Viaje de Manuel Adorni a Bariloche desata polémica por gasto millonario y forma de pago

El jefe de Gabinete quedó nuevamente en el centro de la escena política tras conocerse detalles de un viaje familiar realizado en 2024 a San Carlos de Bariloche, cuyo costo total habría superado los 9 millones de pesos, generando cuestionamientos sobre la relación entre sus ingresos y nivel de gastos.
Según la información difundida por medios como La Política Online y otros portales, la estadía de cinco días incluyó vuelos, alojamiento en un hotel de lujo y gastos adicionales en excursiones, gastronomía y servicios personales. El monto total alcanzó aproximadamente $9,1 millones.
Uno de los puntos más sensibles es que el viaje se realizó cuando Adorni se desempeñaba como vocero presidencial, con un ingreso mensual inferior a los $3 millones, lo que generó dudas sobre la capacidad de afrontar ese nivel de gasto con ingresos declarados.

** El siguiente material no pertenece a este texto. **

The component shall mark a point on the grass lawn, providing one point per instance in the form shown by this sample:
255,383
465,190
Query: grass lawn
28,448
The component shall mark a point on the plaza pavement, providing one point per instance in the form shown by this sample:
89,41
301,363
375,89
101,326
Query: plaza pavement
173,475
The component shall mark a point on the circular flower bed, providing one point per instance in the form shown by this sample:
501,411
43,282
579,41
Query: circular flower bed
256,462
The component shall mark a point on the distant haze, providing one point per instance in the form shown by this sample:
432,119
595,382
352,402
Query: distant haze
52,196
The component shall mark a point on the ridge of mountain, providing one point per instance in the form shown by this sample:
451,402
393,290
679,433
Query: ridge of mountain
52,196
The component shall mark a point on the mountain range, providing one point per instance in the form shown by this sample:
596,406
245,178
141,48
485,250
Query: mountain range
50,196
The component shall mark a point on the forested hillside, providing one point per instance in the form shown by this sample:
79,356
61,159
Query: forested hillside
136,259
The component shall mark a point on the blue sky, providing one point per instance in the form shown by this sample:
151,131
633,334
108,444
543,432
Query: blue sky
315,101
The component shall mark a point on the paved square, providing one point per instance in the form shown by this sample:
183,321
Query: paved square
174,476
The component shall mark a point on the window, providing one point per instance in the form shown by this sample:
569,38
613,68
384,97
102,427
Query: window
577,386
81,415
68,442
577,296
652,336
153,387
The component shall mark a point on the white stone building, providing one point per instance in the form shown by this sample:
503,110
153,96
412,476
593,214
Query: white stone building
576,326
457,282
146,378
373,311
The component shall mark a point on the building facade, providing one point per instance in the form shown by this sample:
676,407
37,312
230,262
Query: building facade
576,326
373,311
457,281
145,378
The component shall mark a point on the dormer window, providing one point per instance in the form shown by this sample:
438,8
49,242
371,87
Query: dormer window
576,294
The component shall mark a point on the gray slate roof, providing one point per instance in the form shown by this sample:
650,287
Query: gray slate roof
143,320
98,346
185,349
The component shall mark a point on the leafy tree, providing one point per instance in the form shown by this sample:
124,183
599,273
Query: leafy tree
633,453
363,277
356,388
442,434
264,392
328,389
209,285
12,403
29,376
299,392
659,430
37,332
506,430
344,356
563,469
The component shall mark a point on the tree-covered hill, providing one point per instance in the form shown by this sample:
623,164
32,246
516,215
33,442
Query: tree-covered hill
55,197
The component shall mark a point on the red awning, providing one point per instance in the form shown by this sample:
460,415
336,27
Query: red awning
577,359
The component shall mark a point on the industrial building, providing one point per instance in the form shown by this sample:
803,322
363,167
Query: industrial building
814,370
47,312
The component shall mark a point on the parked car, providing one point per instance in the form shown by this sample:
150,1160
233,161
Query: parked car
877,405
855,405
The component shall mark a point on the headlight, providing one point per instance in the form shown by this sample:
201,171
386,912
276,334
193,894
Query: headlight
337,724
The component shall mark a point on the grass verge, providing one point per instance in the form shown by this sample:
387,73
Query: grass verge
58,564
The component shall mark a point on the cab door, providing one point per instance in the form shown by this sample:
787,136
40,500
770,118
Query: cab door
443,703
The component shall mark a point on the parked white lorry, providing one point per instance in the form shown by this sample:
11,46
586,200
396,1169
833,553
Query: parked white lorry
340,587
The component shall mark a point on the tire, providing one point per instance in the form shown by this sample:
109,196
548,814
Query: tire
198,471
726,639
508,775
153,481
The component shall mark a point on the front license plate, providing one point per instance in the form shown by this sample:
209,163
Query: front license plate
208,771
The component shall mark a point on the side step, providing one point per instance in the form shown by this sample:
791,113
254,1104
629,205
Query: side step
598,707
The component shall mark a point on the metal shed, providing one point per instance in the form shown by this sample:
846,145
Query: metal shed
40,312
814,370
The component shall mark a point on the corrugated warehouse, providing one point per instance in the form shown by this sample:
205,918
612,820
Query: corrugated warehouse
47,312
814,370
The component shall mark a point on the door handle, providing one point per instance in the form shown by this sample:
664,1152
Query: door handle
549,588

El detalle de los costos incluye:
- Cerca de $1,7 millones en pasajes aéreos
- Alrededor de $4,9 millones en alojamiento en un hotel de alta gama
- Más de $2,4 millones en consumos adicionales dentro del complejo
Otro elemento que alimenta la controversia es la modalidad de pago. Según versiones citadas, la cuenta del hotel no habría sido abonada durante la estadía, sino varios meses después mediante transferencia bancaria, un mecanismo poco habitual en el sector turístico.
Desde el entorno del funcionario sostienen que los gastos fueron cubiertos con fondos propios. Sin embargo, el episodio se suma a otras investigaciones en curso sobre su patrimonio y viajes, lo que amplifica el impacto político del caso.
En términos políticos, el tema genera ruido en el gobierno de Javier Milei, especialmente en un contexto donde el oficialismo sostiene un discurso de ajuste y austeridad. La contradicción entre ese mensaje y gastos personales de alto nivel se convirtió en uno de los ejes de crítica de la oposición.
El caso sigue bajo análisis público y mediático, y se proyecta como un factor de desgaste para el oficialismo, tanto por las dudas sobre el origen de los fondos como por el impacto simbólico en la narrativa económica del Gobierno.